AlphaZero是一個通用的強化式學習之演算法，除了遊戲規則外毫無人類知識，經過訓練後會有極佳的結果。為了要讓此架構在訓練初期，就能夠成功學習到五子棋所需的獲勝資訊，本研究展示了快贏策略(Quick Win)與迫著空間。
快贏策略旨在讓類神經網路學習到快贏的價值，並且在各走步勝率相同時，能更傾向選擇可以快速獲得勝利的走步；迫著空間則是針對盤面的迫著做搜索，讓能產生迫著走步的資訊被類神經網路學習，以縮短訓練時間。
本研究以四種不同的實驗方式，包含線性距離權重、指數距離權重、結合迫著搜尋於距離權重，以及結合迫著搜尋於蒙地卡羅樹搜索法的方式，觀察AlphaZero為設計基礎的人工智慧模型，在對弈時是否因為選擇了更快獲勝的棋局走步或學會形成迫著，而有效增強棋力。

AlphaZero is a generic reinforcement learning algorithm that achieved superior results after training, given no domain knowledge except the game rules. To get the similar results and let the neural network learn winning information of Gomoku in the beginning of the training, this thesis deals with Quick Win and Threats-space Search methods.
Quick Win method aims to let the neural network learn how to win faster by choosing the fastest winning move when the walkable moves show the same winning possibilities. Threats-space Search method is to search for the threats for every move, letting the neural network learn how to create threats for shortening the training period.

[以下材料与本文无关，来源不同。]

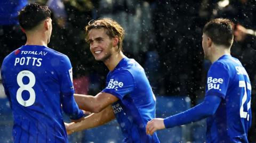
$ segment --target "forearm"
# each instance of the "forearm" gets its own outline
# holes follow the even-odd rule
[[[95,106],[97,103],[94,96],[75,94],[74,97],[79,108],[93,113],[95,112],[94,110],[97,108]]]
[[[74,94],[74,96],[81,109],[93,113],[99,113],[118,100],[114,95],[105,92],[95,96],[81,94]]]
[[[215,113],[221,102],[221,98],[215,96],[206,97],[202,103],[182,113],[164,120],[166,128],[186,124],[212,115]]]
[[[78,108],[72,95],[62,95],[61,104],[63,111],[71,120],[78,120],[83,116],[83,111]]]
[[[115,119],[115,114],[111,106],[109,106],[101,112],[93,113],[85,117],[80,122],[71,123],[67,129],[68,132],[77,132],[97,127]]]

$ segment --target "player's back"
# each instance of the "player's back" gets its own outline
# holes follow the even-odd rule
[[[23,46],[5,57],[2,77],[13,111],[15,142],[67,141],[60,98],[65,89],[60,83],[68,61],[43,46]]]
[[[218,64],[223,66],[228,74],[223,80],[215,80],[212,88],[226,90],[226,93],[221,97],[215,114],[207,119],[207,138],[212,141],[207,142],[248,142],[247,133],[251,123],[251,86],[248,74],[239,60],[231,56],[225,55],[213,63]],[[214,80],[211,79],[213,83]],[[218,89],[218,84],[227,80],[226,87],[222,88],[220,85]]]

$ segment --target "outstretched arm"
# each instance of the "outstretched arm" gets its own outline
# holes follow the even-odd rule
[[[106,92],[100,92],[96,96],[74,94],[78,106],[83,110],[99,113],[119,99],[116,96]]]
[[[157,130],[195,122],[213,115],[221,102],[217,96],[206,96],[203,103],[179,114],[166,119],[157,118],[148,122],[147,133],[152,135]]]
[[[62,94],[61,98],[62,110],[70,119],[77,120],[84,116],[83,111],[78,108],[72,94]]]
[[[99,113],[93,113],[85,117],[80,122],[65,123],[65,125],[67,132],[69,134],[74,132],[97,127],[114,119],[115,114],[112,106],[109,105]]]

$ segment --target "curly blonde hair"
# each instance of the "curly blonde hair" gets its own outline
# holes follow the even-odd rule
[[[123,51],[123,40],[124,38],[124,30],[122,26],[116,21],[110,18],[100,18],[95,20],[91,20],[85,27],[86,40],[88,39],[88,33],[92,29],[103,28],[107,30],[106,34],[110,38],[114,38],[117,36],[118,37],[118,47],[119,51]]]

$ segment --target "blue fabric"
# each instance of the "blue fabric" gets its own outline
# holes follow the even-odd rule
[[[147,123],[155,117],[156,101],[144,69],[136,61],[123,58],[108,73],[102,92],[119,99],[112,107],[124,142],[159,142],[156,133],[146,133]]]
[[[211,65],[205,96],[217,96],[221,103],[207,119],[206,142],[248,142],[251,125],[251,86],[238,60],[223,55]]]
[[[248,142],[251,93],[250,79],[241,62],[223,55],[208,72],[204,101],[164,123],[172,128],[207,117],[206,142]]]
[[[0,25],[18,25],[18,14],[28,0],[0,1]]]
[[[71,68],[67,56],[45,46],[23,46],[5,58],[1,72],[14,142],[68,142],[61,105],[72,118],[82,112],[74,99]]]
[[[181,113],[164,120],[166,128],[186,124],[213,115],[217,110],[221,99],[215,96],[207,96],[204,101],[196,106]]]

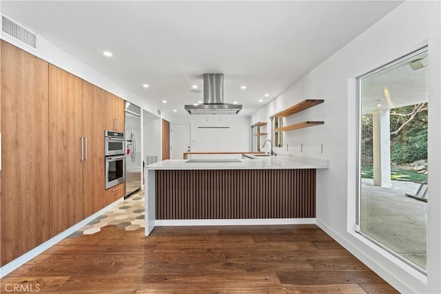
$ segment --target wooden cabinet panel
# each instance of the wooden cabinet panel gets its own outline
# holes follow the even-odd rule
[[[3,265],[49,237],[48,64],[1,45]]]
[[[165,119],[162,123],[162,149],[163,160],[170,159],[170,123]]]
[[[105,190],[105,204],[110,204],[124,197],[125,194],[125,184],[121,183]]]
[[[83,169],[85,218],[96,212],[105,205],[105,98],[104,90],[83,81],[83,136],[87,140],[87,148],[85,146],[86,158]]]
[[[50,237],[82,220],[81,79],[49,65]]]

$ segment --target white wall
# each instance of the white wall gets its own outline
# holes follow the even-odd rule
[[[145,156],[157,156],[161,160],[161,118],[143,112],[143,160]],[[146,163],[147,164],[147,163]]]
[[[441,293],[441,99],[439,1],[407,1],[367,29],[252,116],[268,116],[304,99],[325,103],[289,118],[325,125],[285,132],[285,152],[329,160],[318,171],[318,224],[402,293]],[[428,248],[426,277],[353,231],[356,185],[357,96],[355,78],[429,45],[429,122]],[[295,146],[303,143],[301,154]],[[317,144],[323,143],[323,154]],[[281,150],[280,150],[281,151]]]
[[[240,152],[251,150],[249,116],[170,116],[170,124],[192,125],[192,151]],[[228,127],[228,129],[201,129],[198,127]]]
[[[1,34],[0,38],[150,112],[158,113],[158,109],[150,105],[145,98],[120,86],[117,82],[62,50],[41,36],[38,35],[37,50],[23,45],[6,34]]]

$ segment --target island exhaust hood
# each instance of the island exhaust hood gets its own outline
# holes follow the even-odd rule
[[[185,105],[189,114],[237,114],[242,105],[223,103],[223,74],[204,74],[204,103]]]

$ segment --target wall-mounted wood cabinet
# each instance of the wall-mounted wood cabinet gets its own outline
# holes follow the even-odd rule
[[[105,115],[104,129],[112,131],[124,132],[124,100],[111,93],[104,91]]]
[[[49,238],[48,63],[1,41],[1,265]]]
[[[82,92],[81,78],[49,65],[50,237],[84,218]]]
[[[1,45],[3,266],[124,196],[104,187],[104,130],[124,132],[124,101]]]

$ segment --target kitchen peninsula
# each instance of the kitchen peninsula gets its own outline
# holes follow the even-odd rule
[[[327,168],[327,160],[201,161],[167,160],[145,167],[145,235],[155,225],[305,223],[316,217],[316,169]]]

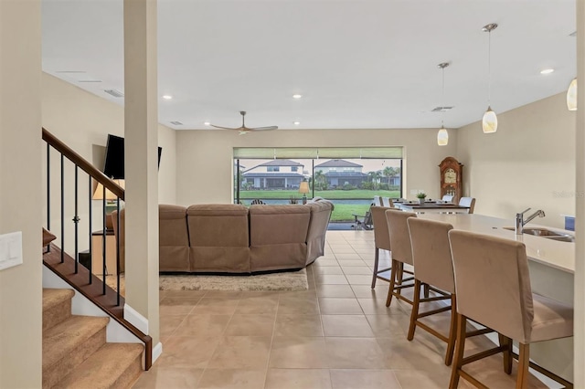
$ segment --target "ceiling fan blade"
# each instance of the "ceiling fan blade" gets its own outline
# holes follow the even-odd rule
[[[270,131],[270,130],[278,130],[278,126],[268,126],[268,127],[254,127],[251,128],[252,131]]]
[[[217,129],[221,129],[221,130],[239,130],[239,127],[238,128],[233,128],[233,127],[221,127],[221,126],[214,126],[213,124],[209,124],[211,127],[215,127]]]

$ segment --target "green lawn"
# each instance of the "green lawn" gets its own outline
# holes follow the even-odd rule
[[[265,198],[265,199],[288,199],[291,198],[292,195],[296,196],[297,198],[301,198],[303,194],[301,194],[296,190],[274,190],[274,191],[239,191],[239,198],[242,200],[246,199],[254,199],[254,198]],[[381,197],[390,197],[390,198],[398,198],[400,196],[400,193],[399,191],[370,191],[365,189],[356,189],[351,191],[342,191],[342,190],[331,190],[331,191],[314,191],[315,196],[321,196],[323,198],[326,198],[329,200],[339,200],[339,199],[370,199],[374,198],[374,195],[379,195]],[[313,194],[309,193],[307,197],[311,198]]]

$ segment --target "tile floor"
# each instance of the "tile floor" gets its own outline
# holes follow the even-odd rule
[[[447,388],[445,344],[420,329],[407,341],[410,306],[386,308],[385,281],[370,289],[373,258],[372,231],[328,231],[306,291],[161,291],[164,353],[134,388]],[[448,313],[429,322],[446,333]],[[489,387],[515,387],[499,356],[468,366]]]

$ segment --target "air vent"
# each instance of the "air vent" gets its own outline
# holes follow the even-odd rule
[[[113,97],[124,97],[124,94],[118,89],[103,89],[103,91]]]
[[[445,112],[447,110],[452,110],[452,107],[435,107],[431,110],[431,112]]]

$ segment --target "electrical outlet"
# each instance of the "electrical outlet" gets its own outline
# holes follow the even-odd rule
[[[22,231],[0,235],[0,270],[22,265]]]

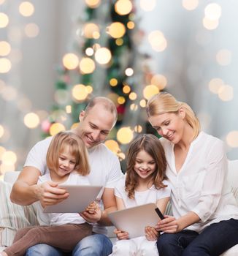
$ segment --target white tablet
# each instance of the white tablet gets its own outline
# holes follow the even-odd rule
[[[80,213],[97,198],[102,186],[64,185],[69,196],[56,205],[45,208],[45,213]]]
[[[146,226],[155,227],[164,219],[155,203],[113,211],[108,214],[108,217],[118,230],[128,232],[130,238],[145,236]]]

In this thesis, we demonstrate four kinds of experiments applied to Gomoku including linear distance weight, exponential distance weight, combining Threats-space Search with distance weight and combining Threats-space Search with Monte Carlo Tree Search. We observe whether the implementations based on AlphaZero algorithm effectively enhances the winning ability because of choosing a faster winning move or a threat move during the game.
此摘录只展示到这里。